After the cells in the petri dish mature and multiply, Geng's lab techs remove them, concentrate them in a vial and insert them into a flow cytometer. The photocopier-like machine costs about as much as Geng's home. It attaches the cells to antibodies, activating fluorescent marker genes, which identify different cell types. They might glow green for vascular cells, for example, or red for muscle cells. Another machine across the street at M.D. Anderson, priced competitively with a house in River Oaks, uses the colored markers to separate out each cell type.
Like preparing a mixed drink, scientists next assemble a fortifying cocktail of the different types of cells. Recipients are diseased mice, dogs or pigs, which have been given severe atherosclerosis and other heart problems. Their ailing hearts are injected with a catheter through the coronary artery to transmit the cells. Taking root and differentiating into veins and tissue, the cells hopefully will make the needed repairs.
Several months later, Geng's scientists kill the animals and remove their hearts to examine the results. Adult stem cells so far have done a better job patching things up than embryonic cells. Despite Geng's ability to control the embryonic cells in the early stages, they often revolt once injected into the mice and form cancerlike tumors. Geng's opponents, it seems for the moment, are correct.
But Geng thinks he can overcome this hurdle. Research on embryonic cells is incredibly young -- they were only discovered in 1998 -- while adult stem cells have been studied for decades. Given more time, he says, he will be able to develop "molecular manipulation pathways" to guide the cells' development. "Using these techniques," he says, "we can selectively change these cells into heart muscle cells or vascular cells -- so-called tissue-specific development."
To Geng's credit, some of the shortcomings in his embryonic stem cell work are due less to science than to a lack of political support. Geng's embryonic cells come by necessity from one of the lines preapproved by President Bush, but those cells don't differentiate into heart cells as well as newer, unfunded lines of cells. All of the Bush-approved cells are also contaminated with mouse viruses and thus can't be used in clinical trials in humans.

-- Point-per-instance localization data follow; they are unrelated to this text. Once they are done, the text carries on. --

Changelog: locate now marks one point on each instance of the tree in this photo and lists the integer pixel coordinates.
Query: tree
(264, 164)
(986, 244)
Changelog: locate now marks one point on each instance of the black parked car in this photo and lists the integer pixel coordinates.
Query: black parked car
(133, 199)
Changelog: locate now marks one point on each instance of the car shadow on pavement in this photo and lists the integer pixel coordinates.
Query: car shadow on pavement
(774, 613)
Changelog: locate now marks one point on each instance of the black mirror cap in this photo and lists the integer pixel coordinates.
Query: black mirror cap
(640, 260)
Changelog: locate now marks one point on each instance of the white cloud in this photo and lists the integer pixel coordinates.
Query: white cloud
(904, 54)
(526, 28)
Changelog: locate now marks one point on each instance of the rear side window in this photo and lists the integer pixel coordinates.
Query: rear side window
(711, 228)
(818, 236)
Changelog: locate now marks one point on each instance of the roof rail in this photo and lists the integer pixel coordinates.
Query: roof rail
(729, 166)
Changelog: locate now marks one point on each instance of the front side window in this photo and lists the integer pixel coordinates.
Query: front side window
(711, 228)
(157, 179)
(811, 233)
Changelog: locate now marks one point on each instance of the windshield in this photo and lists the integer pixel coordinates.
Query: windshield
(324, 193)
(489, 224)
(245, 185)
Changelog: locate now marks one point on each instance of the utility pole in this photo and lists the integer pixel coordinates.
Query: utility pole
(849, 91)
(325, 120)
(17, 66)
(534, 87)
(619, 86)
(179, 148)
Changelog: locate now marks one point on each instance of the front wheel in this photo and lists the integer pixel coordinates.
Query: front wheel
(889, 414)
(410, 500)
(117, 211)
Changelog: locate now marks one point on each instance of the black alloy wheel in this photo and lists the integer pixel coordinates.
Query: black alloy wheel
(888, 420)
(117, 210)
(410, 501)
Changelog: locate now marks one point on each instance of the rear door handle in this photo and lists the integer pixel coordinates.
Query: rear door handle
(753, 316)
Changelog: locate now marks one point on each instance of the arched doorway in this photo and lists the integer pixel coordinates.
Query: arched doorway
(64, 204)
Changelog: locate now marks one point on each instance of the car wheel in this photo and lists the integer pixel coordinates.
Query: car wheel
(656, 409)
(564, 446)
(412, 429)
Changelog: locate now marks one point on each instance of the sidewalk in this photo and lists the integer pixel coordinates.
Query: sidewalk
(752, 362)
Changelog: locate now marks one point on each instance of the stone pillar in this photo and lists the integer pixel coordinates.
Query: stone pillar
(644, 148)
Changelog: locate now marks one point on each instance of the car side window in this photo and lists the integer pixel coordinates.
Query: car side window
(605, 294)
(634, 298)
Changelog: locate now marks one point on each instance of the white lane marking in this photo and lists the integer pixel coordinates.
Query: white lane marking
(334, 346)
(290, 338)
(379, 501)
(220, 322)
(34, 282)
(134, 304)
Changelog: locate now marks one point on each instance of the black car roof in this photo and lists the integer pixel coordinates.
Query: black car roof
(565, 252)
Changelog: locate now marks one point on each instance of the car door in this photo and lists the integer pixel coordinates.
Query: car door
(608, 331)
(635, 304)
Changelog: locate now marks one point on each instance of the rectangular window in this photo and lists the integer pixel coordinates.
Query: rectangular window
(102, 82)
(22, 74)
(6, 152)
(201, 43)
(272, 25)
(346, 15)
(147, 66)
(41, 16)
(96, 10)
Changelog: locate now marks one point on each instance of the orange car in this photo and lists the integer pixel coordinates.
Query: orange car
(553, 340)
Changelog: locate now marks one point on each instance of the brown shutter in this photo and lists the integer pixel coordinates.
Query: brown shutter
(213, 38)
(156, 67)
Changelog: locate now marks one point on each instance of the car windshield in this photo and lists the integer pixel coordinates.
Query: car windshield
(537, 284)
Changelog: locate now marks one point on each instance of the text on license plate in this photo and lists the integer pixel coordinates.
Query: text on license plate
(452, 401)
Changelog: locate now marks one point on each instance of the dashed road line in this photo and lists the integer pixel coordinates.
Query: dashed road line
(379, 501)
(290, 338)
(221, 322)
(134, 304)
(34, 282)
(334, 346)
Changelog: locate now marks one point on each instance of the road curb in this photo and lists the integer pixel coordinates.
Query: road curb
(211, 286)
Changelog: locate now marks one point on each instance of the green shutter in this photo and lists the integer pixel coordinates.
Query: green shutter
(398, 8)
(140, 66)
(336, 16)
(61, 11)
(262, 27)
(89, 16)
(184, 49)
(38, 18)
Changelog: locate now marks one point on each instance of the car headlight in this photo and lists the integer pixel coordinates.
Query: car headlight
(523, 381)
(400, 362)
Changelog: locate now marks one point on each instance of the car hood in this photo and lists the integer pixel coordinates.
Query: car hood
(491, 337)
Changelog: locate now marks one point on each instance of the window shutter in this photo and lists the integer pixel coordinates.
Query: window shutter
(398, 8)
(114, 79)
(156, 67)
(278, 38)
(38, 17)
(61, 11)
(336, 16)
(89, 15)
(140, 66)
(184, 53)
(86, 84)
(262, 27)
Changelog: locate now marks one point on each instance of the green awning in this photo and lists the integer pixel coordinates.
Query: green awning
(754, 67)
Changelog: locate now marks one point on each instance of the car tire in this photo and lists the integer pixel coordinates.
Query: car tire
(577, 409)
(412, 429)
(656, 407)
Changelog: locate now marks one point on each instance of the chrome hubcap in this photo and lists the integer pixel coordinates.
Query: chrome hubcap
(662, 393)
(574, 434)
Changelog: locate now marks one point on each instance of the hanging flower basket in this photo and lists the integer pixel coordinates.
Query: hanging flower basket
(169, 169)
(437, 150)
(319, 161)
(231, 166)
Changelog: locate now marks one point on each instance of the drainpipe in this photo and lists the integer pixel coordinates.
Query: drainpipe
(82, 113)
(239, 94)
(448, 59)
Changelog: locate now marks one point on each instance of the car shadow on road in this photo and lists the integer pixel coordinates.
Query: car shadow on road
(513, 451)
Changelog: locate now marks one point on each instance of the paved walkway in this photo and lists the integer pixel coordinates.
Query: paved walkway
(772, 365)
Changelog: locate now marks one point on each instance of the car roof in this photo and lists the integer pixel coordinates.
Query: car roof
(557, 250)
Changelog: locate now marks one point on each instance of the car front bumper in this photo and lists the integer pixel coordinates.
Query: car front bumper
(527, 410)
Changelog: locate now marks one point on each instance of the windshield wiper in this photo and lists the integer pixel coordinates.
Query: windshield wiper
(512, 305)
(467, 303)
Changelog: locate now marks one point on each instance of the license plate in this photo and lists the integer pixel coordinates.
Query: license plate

"We need better stem cells," Geng says. "I hope that the Texas government can provide us with some funding for this."
Geng suspects that adult stem cells ultimately will face firmer limitations. So far, they've just been made to differentiate into only a small range of cell and tissue types, which means that researchers who want to grow a kidney from scratch or cure diabetes, for instance, might not be able to use them. And though adult stem cells work in patients such as Pavelko, they don't work in all patients, especially older ones, who lack enough stem cells in their bone marrow to harvest for treatments.